Calcio – Juventus: sottoscritto all’84.7% l’aumento di capitale. Exor sottoscrive l’inoptato
Al termine del periodo di offerta in opzione per
l’aumento di capitale, la Juventus ha reso noto che e’ stato
sottoscritto l’87,4% delle azioni offerte in opzione per un
controvalore di circa 105 milioni di euro. I diritti di opzione
non esercitati (tra i quali i circa 9 milioni dell’azionista
Libyan Arab Foreign Investment Company S.a.l. (Lafico)) saranno
offerti in Borsa a partire dal 23 gennaio 2012 ed Exor S.p.A.

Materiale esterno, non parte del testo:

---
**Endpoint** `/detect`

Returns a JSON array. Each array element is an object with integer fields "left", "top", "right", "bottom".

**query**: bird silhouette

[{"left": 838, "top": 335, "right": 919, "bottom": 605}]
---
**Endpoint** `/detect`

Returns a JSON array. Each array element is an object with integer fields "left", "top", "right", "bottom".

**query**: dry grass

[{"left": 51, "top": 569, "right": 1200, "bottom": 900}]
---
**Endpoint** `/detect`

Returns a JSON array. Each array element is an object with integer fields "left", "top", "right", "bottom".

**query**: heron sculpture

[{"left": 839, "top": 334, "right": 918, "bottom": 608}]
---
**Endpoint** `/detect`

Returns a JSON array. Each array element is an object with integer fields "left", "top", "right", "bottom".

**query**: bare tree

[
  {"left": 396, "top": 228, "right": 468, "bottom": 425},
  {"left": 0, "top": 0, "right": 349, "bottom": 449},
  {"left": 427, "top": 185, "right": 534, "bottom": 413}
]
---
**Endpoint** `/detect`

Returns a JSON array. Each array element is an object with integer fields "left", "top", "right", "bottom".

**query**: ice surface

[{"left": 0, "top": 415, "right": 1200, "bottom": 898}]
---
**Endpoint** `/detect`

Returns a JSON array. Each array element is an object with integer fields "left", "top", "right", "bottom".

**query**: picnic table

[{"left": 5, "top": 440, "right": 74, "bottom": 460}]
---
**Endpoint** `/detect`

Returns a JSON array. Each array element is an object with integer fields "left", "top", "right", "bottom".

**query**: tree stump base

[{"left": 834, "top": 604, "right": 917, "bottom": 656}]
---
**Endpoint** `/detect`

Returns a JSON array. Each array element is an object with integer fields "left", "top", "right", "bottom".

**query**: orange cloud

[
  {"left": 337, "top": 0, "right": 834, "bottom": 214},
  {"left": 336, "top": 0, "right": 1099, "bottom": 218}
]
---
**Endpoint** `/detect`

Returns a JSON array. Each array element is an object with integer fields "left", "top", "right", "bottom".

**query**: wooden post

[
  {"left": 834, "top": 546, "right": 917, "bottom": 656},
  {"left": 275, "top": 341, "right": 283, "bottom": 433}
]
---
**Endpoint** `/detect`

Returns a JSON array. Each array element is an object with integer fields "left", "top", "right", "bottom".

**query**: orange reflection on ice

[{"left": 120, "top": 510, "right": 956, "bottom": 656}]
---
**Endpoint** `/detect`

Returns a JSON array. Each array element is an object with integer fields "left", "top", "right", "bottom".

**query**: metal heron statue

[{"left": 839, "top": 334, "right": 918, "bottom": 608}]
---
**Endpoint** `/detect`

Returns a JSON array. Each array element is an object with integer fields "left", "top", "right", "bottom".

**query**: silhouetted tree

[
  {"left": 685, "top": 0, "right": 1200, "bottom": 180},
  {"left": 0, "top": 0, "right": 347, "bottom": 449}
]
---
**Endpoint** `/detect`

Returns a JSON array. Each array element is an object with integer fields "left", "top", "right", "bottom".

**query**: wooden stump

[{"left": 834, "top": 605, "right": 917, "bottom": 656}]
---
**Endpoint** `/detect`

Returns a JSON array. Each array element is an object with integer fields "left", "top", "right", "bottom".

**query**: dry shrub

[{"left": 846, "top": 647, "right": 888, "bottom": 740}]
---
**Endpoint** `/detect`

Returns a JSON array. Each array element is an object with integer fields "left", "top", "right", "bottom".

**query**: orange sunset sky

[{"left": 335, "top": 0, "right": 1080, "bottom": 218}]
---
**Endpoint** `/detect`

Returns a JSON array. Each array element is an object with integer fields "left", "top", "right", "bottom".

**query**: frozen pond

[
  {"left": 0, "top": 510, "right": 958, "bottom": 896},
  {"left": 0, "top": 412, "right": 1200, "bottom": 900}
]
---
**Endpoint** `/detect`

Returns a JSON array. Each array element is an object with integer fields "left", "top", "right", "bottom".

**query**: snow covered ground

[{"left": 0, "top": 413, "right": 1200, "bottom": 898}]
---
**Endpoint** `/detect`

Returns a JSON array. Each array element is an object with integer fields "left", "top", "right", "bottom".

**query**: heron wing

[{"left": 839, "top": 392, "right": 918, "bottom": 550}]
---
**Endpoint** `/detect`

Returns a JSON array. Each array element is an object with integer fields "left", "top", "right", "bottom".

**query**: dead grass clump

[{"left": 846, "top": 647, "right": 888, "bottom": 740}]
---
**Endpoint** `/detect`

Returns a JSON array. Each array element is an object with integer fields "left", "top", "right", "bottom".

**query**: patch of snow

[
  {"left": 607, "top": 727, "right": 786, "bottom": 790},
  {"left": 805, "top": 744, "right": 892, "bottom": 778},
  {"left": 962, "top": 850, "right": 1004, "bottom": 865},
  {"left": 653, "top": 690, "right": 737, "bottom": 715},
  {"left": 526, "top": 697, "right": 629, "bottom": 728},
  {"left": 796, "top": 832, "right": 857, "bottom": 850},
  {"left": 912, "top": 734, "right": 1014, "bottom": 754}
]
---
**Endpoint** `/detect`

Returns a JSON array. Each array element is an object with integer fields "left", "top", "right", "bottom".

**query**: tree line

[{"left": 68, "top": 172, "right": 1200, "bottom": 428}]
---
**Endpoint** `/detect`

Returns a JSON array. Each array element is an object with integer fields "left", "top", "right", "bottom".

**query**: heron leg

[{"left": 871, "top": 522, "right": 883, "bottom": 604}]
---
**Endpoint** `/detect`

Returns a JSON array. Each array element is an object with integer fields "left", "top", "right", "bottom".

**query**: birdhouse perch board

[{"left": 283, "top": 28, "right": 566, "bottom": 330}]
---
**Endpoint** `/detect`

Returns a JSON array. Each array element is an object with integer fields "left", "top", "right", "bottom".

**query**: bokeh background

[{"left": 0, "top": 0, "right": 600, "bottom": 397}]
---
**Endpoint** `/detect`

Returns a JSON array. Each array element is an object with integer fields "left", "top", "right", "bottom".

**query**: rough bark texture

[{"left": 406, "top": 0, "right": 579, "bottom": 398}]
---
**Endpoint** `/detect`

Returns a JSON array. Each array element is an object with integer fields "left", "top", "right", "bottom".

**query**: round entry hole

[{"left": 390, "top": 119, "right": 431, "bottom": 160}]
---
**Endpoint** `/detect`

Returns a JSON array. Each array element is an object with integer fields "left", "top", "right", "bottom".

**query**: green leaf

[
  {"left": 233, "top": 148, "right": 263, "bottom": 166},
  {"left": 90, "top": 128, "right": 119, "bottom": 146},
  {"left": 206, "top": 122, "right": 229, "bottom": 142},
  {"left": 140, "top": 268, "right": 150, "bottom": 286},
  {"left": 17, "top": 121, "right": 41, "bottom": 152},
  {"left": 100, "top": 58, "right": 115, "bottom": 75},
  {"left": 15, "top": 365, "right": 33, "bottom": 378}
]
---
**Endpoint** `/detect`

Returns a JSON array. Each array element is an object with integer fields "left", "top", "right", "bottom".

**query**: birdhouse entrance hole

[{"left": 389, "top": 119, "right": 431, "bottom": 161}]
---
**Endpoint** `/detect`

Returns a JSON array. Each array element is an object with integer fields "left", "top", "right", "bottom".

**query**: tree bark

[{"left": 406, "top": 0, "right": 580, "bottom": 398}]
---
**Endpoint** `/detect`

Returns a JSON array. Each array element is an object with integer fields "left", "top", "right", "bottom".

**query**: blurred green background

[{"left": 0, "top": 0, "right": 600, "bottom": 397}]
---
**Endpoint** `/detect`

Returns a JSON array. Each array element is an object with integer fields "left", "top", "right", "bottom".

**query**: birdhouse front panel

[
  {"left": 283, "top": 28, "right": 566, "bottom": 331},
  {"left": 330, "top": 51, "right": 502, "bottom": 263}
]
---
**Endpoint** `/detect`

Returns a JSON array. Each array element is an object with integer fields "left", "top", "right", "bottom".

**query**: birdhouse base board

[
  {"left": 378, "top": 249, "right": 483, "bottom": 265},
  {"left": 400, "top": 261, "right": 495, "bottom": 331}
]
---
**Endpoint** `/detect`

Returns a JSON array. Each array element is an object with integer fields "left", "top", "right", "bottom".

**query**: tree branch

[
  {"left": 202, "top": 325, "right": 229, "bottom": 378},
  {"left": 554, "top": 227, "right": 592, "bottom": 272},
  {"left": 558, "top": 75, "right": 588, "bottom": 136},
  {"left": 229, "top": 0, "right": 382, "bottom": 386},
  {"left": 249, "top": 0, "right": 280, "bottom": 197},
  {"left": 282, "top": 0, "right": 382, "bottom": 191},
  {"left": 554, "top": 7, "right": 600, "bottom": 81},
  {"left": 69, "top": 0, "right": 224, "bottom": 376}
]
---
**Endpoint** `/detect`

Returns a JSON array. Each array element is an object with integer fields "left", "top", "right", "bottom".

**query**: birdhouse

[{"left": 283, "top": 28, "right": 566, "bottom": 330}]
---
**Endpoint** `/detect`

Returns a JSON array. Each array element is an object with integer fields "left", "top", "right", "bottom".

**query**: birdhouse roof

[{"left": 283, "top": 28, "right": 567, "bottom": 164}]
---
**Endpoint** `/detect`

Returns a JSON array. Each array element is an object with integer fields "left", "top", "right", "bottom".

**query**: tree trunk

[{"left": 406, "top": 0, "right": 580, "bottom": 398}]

ha comunicato che e’ disponibile a sottoscrivere l’intera quota
inoptata, pari a massimo 15 milioni circa.
Il
Presidente della Juventus Andrea Agnelli ha così commentato: «I dati
che mi sono appena stati comunicati, relativi all’operazione di aumento
di capitale, ci invitano a proseguire in questo percorso tanto
impegnativo quanto stimolante. La sfida per tutti noi è il ritorno ad
uno standard competitivo degno della tradizione bianconera, associato ad
un equilibrio finanziario ancor più necessario alla luce del contesto
macroeconomico».
«Il calcio italiano – ha continuato il Presidente –
deve tornare ad essere un esempio a livello continentale , ma dovrà
farlo grazie ad uno sviluppo compatibile con la congiuntura economica.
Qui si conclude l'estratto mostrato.